Competencia en la banca

En opinión de Monserrat, "si finalmente hay un cambio legislativo que deje claro que el sujeto pasivo del impuesto de AJD es el prestamista, estaremos ante una magnífica oportunidad de calibrar hasta qué punto han mejorado la competencia y transparencia del mercado hipotecario. Según sean las condiciones de los préstamos hipotecarios hoy y lo que se alteren tras el cambio legislativo, veremos hasta qué punto los bancos pueden seguir 'mandando' en el mercado".

Y añade: "Si el cliente ha adquirido la educación financiera mínima para saber comparar y evitar costes ocultos, como los seguros más caros que se asocian a las hipotecas, los bancos no podrán repercutir todo el coste del impuesto. Si trasladan el coste íntegro a los intereses, deberemos lamentar que nada hemos aprendido".

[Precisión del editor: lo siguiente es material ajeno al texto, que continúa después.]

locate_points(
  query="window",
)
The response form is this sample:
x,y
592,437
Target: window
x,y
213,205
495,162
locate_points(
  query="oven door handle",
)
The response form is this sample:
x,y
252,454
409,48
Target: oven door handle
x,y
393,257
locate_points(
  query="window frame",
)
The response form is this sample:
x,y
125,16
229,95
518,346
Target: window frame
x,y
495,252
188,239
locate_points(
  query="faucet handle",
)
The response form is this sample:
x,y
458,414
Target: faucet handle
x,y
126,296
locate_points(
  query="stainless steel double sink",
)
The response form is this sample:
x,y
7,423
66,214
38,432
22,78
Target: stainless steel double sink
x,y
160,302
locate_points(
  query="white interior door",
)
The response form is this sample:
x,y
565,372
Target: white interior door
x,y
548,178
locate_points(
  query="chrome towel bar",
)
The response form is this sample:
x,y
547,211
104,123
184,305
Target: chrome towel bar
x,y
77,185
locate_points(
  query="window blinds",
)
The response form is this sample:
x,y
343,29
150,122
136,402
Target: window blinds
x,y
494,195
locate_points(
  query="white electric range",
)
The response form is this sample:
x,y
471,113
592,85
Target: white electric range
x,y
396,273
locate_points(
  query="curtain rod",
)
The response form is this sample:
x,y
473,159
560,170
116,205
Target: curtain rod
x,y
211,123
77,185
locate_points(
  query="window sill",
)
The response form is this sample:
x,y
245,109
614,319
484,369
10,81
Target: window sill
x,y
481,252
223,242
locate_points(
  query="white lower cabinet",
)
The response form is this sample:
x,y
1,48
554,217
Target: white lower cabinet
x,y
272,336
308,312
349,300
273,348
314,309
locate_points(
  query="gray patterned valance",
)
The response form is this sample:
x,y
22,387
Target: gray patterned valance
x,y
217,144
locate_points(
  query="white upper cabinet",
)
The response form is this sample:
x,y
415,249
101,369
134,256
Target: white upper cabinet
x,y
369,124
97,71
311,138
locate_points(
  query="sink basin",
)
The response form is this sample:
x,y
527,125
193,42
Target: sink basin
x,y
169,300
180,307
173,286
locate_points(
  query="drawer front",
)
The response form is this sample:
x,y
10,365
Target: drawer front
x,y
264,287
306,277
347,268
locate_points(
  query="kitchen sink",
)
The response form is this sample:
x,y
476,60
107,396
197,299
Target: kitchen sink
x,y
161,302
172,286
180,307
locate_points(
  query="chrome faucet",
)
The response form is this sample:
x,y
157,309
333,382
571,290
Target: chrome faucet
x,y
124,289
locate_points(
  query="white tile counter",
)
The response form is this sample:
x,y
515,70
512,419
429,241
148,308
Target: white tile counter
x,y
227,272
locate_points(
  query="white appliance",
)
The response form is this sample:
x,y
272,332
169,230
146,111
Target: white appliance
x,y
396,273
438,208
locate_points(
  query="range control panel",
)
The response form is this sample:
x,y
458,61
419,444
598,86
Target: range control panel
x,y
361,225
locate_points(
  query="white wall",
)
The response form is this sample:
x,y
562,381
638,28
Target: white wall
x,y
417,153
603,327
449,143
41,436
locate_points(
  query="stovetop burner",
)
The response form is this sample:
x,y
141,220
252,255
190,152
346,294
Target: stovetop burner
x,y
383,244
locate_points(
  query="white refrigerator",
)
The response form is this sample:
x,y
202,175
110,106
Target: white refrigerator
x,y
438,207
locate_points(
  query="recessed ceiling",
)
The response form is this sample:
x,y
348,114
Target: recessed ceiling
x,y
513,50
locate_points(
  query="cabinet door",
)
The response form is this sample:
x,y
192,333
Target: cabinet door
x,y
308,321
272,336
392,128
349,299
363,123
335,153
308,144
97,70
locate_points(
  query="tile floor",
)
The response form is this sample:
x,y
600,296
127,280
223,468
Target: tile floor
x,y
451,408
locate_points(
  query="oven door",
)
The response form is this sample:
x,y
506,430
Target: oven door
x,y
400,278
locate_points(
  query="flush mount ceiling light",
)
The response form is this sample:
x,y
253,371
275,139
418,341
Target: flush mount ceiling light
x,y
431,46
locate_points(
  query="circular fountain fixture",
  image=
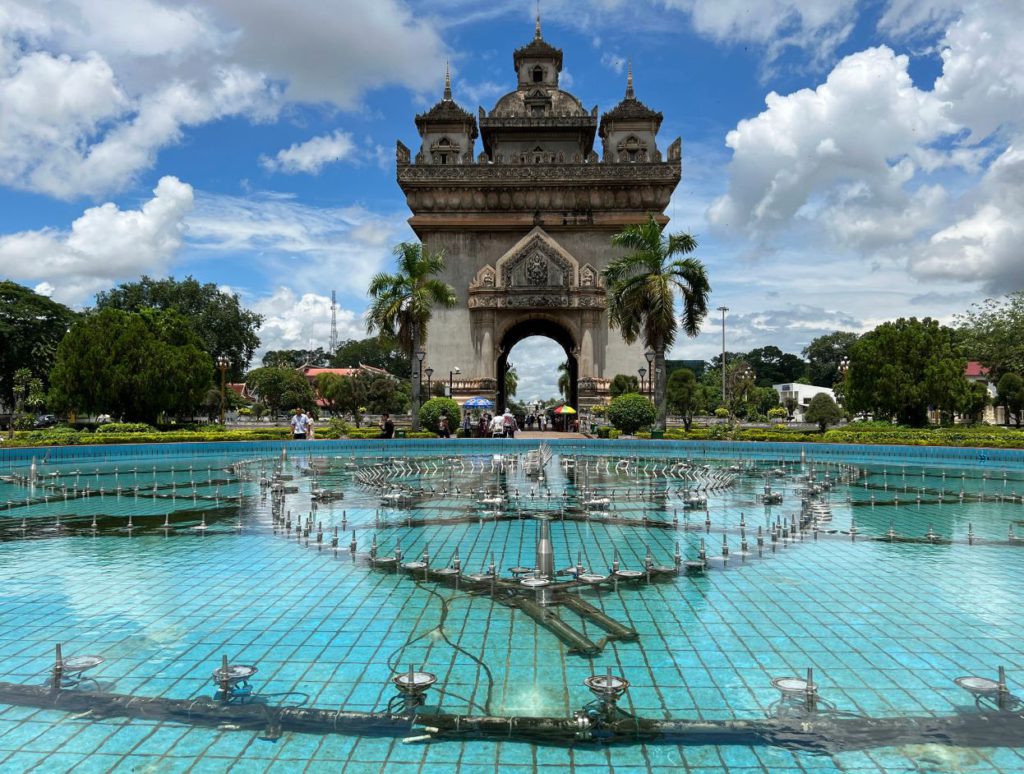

La dinámica sobre quién pagará la factura es similar al ruido que generó la llegada de Pedro Sánchez a La Moncloa con la amenaza del impuesto a la banca. Las entidades aseguraron que encarecería el crédito, pero el contexto actual de elevada competencia limita su capacidad para fijar precios. El propio presidente de la Asociación Española de Banca (AEB) reconoció que la repercusión de un impuesto entre vendedor y comprador depende de la elasticidad de oferta y demanda. En otras palabras, de la sensibilidad que tengan a un cambio en los precios.

En este sentido, el Banco de España lleva varios trimestres describiendo un entorno de fuerte competencia en el mercado hipotecario que suaviza las condiciones y los requisitos, aunque esta evolución favorable para el cliente se frenó entre julio y septiembre. Tras años de ajustes, la banca protagonizó entre el año pasado y la primera mitad de 2018 una ofensiva para elevar su base de clientes con ofertas hipotecarias, vinculando consumidores a los que también vende fondos, planes de pensiones y seguros, productos más rentables con los tipos al 0%. Así, para saber quién paga el impuesto, habrá que ver quién necesita más que se constituya una hipoteca, si el banco para incrementar su negocio o el cliente para adquirir una vivienda.